LLAMA Hot Swap
MCP server for hot-swapping llama.cpp models in Claude Code - launchctl (macOS) + systemd (Linux)
mcp-llama-swap
Hot-swap llama.cpp models inside a running Claude Code session. No context loss. One command.
Plan with a reasoning model. Implement with a coding model. Same session, same context, zero manual overhead.
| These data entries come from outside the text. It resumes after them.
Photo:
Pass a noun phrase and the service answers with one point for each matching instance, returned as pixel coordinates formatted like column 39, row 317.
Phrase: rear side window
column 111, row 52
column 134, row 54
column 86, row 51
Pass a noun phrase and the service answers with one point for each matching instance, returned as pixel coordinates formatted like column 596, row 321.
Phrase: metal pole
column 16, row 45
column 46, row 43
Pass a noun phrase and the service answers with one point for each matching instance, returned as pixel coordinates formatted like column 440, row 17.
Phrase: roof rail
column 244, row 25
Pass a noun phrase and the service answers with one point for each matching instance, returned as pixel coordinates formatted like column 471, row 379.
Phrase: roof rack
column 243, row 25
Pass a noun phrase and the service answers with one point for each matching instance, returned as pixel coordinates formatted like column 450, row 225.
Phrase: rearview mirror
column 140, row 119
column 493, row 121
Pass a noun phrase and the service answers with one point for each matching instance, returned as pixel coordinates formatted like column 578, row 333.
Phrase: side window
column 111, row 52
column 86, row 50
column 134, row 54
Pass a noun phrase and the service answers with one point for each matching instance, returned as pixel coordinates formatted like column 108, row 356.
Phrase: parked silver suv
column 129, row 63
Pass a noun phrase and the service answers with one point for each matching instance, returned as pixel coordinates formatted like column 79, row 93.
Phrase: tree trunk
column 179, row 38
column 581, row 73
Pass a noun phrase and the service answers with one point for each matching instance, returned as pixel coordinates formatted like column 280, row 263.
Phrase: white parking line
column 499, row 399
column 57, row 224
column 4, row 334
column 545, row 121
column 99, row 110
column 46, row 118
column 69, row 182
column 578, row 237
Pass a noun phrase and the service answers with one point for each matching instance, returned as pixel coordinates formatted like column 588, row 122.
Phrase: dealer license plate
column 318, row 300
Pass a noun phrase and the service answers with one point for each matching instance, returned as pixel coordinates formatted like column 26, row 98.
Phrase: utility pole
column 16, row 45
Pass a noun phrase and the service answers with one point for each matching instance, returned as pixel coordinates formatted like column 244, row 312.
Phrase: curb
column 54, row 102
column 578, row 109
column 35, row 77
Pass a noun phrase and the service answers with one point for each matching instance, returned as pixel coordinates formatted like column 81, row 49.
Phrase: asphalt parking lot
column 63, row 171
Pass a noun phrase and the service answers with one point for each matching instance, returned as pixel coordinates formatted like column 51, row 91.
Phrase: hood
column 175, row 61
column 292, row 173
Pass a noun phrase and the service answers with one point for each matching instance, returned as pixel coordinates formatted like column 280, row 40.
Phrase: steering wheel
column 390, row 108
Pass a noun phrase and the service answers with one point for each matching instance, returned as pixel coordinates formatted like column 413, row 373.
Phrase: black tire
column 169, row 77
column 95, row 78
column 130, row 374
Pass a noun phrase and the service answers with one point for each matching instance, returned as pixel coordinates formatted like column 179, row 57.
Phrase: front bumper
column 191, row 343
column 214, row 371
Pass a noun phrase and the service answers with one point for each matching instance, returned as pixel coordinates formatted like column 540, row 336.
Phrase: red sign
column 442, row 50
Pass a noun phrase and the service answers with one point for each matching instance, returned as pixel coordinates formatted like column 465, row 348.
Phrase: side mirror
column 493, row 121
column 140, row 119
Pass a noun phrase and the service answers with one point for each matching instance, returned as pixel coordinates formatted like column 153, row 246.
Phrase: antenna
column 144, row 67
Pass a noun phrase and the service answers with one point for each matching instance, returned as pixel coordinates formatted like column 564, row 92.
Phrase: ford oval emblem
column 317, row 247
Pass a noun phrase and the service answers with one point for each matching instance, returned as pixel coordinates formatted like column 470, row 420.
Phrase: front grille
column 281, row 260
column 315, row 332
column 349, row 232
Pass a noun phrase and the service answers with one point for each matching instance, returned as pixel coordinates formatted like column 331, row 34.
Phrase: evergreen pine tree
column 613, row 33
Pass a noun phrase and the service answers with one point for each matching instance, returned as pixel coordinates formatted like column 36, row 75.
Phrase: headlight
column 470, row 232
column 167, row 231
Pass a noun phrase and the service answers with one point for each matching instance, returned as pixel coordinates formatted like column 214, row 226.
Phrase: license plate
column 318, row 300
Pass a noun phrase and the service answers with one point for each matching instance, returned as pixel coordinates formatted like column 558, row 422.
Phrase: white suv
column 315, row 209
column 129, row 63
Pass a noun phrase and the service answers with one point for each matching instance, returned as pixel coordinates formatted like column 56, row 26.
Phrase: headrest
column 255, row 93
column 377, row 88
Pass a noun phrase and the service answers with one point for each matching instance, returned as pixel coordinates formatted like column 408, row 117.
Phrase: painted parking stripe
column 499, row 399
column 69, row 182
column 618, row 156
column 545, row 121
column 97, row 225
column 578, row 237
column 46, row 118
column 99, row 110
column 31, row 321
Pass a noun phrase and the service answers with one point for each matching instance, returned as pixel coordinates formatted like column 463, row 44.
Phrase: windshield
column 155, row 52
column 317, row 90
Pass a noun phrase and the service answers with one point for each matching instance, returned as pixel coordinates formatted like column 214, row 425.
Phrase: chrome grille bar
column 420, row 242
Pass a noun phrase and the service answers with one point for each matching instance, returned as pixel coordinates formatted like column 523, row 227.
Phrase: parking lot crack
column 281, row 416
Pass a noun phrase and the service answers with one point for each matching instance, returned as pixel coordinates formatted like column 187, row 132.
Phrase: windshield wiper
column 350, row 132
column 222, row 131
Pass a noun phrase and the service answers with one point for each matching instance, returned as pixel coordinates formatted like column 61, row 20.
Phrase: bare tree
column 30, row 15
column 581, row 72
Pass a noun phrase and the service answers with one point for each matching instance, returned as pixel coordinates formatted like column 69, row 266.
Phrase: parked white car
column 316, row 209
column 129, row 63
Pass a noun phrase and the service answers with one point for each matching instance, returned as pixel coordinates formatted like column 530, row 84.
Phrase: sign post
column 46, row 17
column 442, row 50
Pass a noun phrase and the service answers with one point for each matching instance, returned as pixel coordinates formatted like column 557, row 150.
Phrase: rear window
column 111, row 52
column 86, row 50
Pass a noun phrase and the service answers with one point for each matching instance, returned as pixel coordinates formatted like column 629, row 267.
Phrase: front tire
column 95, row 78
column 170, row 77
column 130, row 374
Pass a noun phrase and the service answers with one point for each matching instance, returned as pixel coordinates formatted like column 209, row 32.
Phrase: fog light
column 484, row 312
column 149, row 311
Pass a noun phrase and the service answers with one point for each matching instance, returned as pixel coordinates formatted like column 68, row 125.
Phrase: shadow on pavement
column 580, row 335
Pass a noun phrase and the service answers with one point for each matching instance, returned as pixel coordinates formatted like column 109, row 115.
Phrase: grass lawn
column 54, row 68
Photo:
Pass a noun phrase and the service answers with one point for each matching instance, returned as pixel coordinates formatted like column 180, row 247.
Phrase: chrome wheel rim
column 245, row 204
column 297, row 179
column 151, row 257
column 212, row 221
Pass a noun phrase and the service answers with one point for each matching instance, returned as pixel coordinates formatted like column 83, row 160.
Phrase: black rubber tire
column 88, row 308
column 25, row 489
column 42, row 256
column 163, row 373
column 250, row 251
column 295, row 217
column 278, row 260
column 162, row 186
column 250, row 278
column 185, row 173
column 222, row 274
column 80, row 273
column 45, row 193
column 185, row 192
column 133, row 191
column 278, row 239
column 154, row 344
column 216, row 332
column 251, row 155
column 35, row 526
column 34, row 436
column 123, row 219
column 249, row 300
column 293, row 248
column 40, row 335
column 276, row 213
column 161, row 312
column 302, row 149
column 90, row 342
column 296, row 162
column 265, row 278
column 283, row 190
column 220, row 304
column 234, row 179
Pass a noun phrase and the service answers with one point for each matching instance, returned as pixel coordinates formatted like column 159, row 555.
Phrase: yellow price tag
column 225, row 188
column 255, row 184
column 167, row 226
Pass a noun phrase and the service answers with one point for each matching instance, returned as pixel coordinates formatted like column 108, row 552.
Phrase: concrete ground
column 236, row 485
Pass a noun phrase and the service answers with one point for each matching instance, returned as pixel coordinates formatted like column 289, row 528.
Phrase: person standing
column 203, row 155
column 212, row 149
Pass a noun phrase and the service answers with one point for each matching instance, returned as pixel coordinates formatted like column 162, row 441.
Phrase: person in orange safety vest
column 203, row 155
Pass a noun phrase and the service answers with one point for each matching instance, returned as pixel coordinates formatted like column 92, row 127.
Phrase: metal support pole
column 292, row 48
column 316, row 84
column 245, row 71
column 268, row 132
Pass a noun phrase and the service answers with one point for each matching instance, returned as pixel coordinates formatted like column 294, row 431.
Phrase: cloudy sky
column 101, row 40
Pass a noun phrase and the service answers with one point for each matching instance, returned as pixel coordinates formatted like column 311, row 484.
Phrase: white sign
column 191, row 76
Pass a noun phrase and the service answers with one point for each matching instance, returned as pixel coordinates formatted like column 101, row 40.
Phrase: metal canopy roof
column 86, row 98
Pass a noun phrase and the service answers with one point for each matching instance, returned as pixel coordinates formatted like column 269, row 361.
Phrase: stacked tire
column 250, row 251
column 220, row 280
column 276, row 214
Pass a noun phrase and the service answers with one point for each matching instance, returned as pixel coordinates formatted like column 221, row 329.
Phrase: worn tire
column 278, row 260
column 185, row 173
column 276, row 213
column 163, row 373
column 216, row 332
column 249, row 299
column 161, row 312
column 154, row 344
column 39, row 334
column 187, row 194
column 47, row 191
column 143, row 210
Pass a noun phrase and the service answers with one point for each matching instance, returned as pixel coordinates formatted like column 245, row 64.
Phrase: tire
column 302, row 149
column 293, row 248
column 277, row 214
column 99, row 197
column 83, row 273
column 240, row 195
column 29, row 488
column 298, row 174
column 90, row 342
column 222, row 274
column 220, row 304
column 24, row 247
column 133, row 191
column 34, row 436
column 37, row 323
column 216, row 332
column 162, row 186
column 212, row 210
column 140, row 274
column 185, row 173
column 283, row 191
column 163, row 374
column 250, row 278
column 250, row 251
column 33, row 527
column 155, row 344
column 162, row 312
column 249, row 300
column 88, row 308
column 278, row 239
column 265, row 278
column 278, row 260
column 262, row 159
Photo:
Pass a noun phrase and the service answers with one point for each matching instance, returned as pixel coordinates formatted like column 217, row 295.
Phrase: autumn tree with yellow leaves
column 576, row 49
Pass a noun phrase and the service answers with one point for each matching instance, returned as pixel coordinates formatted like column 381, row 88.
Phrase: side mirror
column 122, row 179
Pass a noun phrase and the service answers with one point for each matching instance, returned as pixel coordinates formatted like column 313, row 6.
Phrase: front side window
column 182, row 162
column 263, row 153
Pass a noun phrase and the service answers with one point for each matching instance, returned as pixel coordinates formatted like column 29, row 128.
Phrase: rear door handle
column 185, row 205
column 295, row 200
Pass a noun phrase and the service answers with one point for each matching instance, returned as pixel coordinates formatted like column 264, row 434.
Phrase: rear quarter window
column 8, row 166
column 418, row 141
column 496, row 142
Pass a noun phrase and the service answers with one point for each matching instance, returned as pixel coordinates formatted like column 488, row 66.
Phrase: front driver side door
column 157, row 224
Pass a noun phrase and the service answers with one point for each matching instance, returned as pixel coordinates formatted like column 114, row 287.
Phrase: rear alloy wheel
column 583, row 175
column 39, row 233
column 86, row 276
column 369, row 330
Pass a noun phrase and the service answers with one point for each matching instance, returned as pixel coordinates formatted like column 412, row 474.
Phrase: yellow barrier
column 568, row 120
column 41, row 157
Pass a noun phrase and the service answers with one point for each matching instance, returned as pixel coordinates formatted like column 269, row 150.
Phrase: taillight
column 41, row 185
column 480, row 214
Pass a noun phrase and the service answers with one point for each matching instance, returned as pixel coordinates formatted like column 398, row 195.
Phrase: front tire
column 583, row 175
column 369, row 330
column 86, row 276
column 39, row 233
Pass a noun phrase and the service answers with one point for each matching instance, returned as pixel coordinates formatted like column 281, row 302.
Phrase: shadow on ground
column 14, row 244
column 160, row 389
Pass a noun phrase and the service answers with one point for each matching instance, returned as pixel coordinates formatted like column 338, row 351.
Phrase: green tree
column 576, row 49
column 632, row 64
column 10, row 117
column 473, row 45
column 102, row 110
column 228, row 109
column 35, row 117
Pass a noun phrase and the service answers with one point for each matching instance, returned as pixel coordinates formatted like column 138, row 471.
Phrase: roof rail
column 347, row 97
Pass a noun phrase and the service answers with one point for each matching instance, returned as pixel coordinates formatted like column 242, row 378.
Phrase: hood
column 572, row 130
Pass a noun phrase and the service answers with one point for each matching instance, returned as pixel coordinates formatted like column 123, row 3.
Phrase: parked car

Supports macOS (launchctl) and Linux (systemd).
Why
Running local LLMs means choosing between a strong reasoning model and a fast coding model. You can't load both on a single machine. Manually swapping models kills your conversation context and flow.
mcp-llama-swap solves this by giving Claude Code a tool to swap the model behind llama-server via your system's service manager (launchctl on macOS, systemd on Linux), while preserving the full conversation history client-side.
Quick Start
Install
# Option A: Run directly with uvx (no install needed)
uvx mcp-llama-swap
# Option B: Install from PyPI
pip install mcp-llama-swap
Configure Claude Code
Add to ~/.claude.json:
{
"mcpServers": {
"llama-swap": {
"command": "uvx",
"args": ["mcp-llama-swap"],
"env": {
"LLAMA_SWAP_CONFIG": "/path/to/config.json"
}
}
}
}
Configure Models
Create config.json (macOS):
{
"plists_dir": "~/.llama-plists",
"health_url": "http://localhost:8000/health",
"health_timeout": 30,
"models": {
"planner": "qwen35-thinking.plist",
"coder": "qwen3-coder.plist",
"fast": "glm-flash.plist"
}
}
Or on Linux:
{
"services_dir": "~/.llama-services",
"health_url": "http://localhost:8000/health",
"health_timeout": 30,
"models": {
"planner": "llama-server-planner.service",
"coder": "llama-server-coder.service"
}
}
Use
Inside Claude Code:
You: list models
You: swap to planner
You: <discuss architecture, define interfaces>
You: swap to coder and implement the plan
That's it. Context is preserved across swaps.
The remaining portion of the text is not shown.